Captain Erick Waage is cyber officer and member of the Army’s Cyber Institute at West Point. He has served multiple deployments overseas in cyber-related positions supporting both conventional and special operations forces. The views expressed in this article are those of the author and do not reflect the official policy or position of the United States Military Academy, Army Cyber Command, the Department of the Army, U.S. Cyber Command, the Department of Defense, or the U.S. Government.


People interpret information according to their own existing base of knowledge, assumption, prejudice, etc. They also think about information: they process it, dissect it, discuss it with their peers. Any distributor of information who treats their audience as a passive sponge that simply absorbs whatever packets of information the operator chooses to dispense is laying the groundwork for failure.

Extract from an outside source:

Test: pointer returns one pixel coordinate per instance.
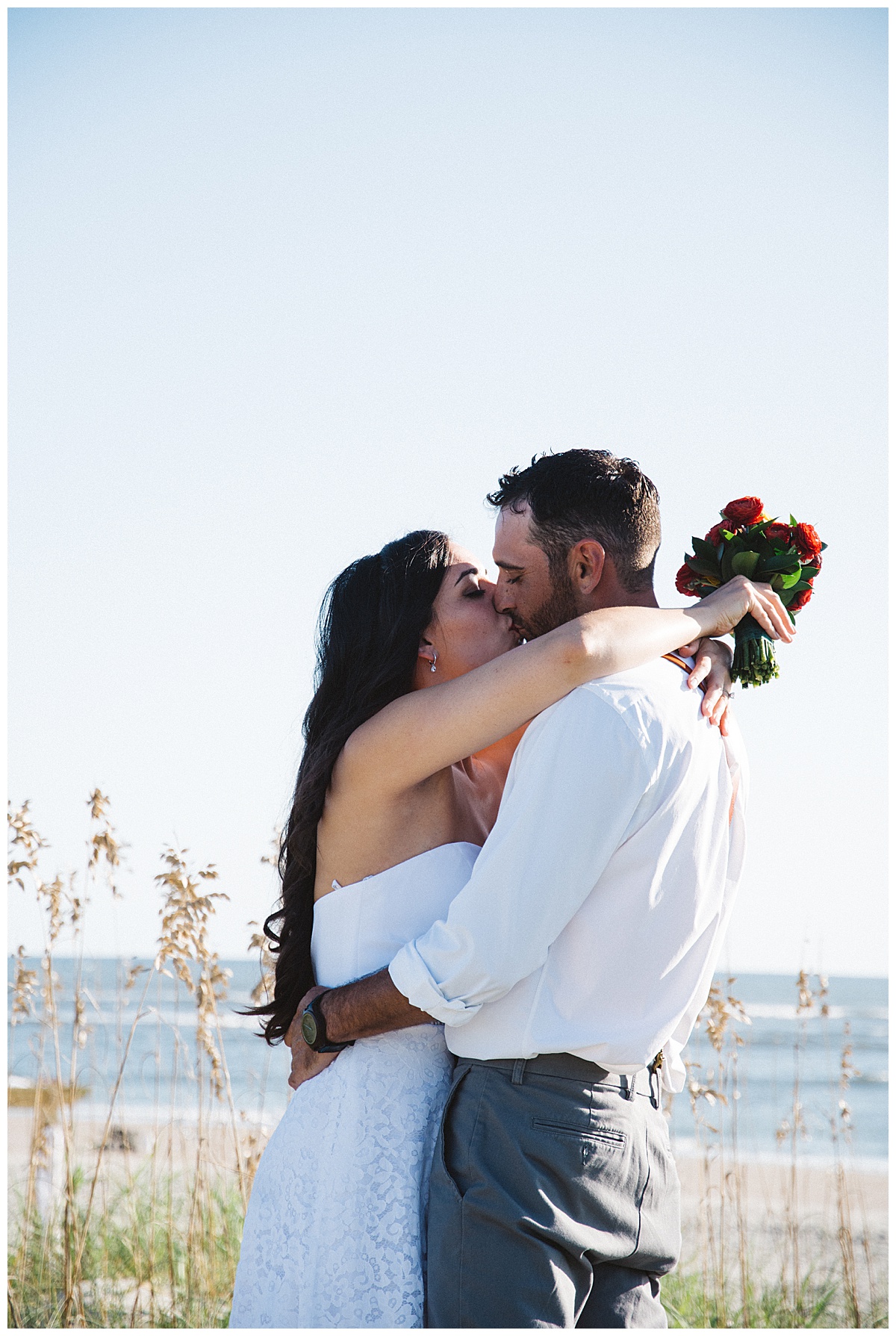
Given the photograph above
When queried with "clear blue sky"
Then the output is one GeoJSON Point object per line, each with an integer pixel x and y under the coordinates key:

Those who would use information to attain ends need to start with a really thorough understanding of traditional and current culture and of the information and assumption environment that they are trying to influence. They need to start by respecting the audience and treating them as equals, as thinking people, not passive recipients of processed information. If you don't know the language, you're stuffed from the start. In the absence of these prerequisites, no amount of meme theory, game theory, or data processing power will provide anything more than a basis for the elaborate analysis of inevitable failure. Looking for a theory or practice that will substitute for location-specific ground knowledge is as futile as an endeavor can be. There isn't one.

A few suggestions:

1,2, & 3: Be honest. If you lie, distort or manipulate, you will be caught and you will never be trusted again.

4: Showing is way better than telling.

5: Accept that people don't trust or believe you. Trust has to be earned, and it will take time. If you try to trick your way into it you will step on your equipment and fail.

6: Accept that your audience is playing the same information games on you that you are on them.

7: Your audience may seem unsophisticated to you, but they aren't stupid. Treat them as equals. Remember that they know things you don't.

8: Anyone who parrots your meme back at you is almost certainly working you.

9: Anyone who claims to trust you from the start is definitely working you.

Et cetera, ad infinitum, and probably ad nauseam...

You seem to have a misunderstanding of what memetics is and how it works. It is very similar to genetics; and as such is primarily retrospective. It seeks to explain the current traits of our species after several million years, in the case of physical (biological) evolution, and several tens of thousands of years in the case of memetic evolution (post invention of complex language).

Trying to proactively use memetics to induce a near-term change in social behavior is a bit like trying to use artificial selection to grow a third eyeball. It won't work unless it serves to enhance the long-term survive and thrive imperative.

In any event, the correct tool for analysis and prediction is not straight mathematics, but computer based game theory modeling.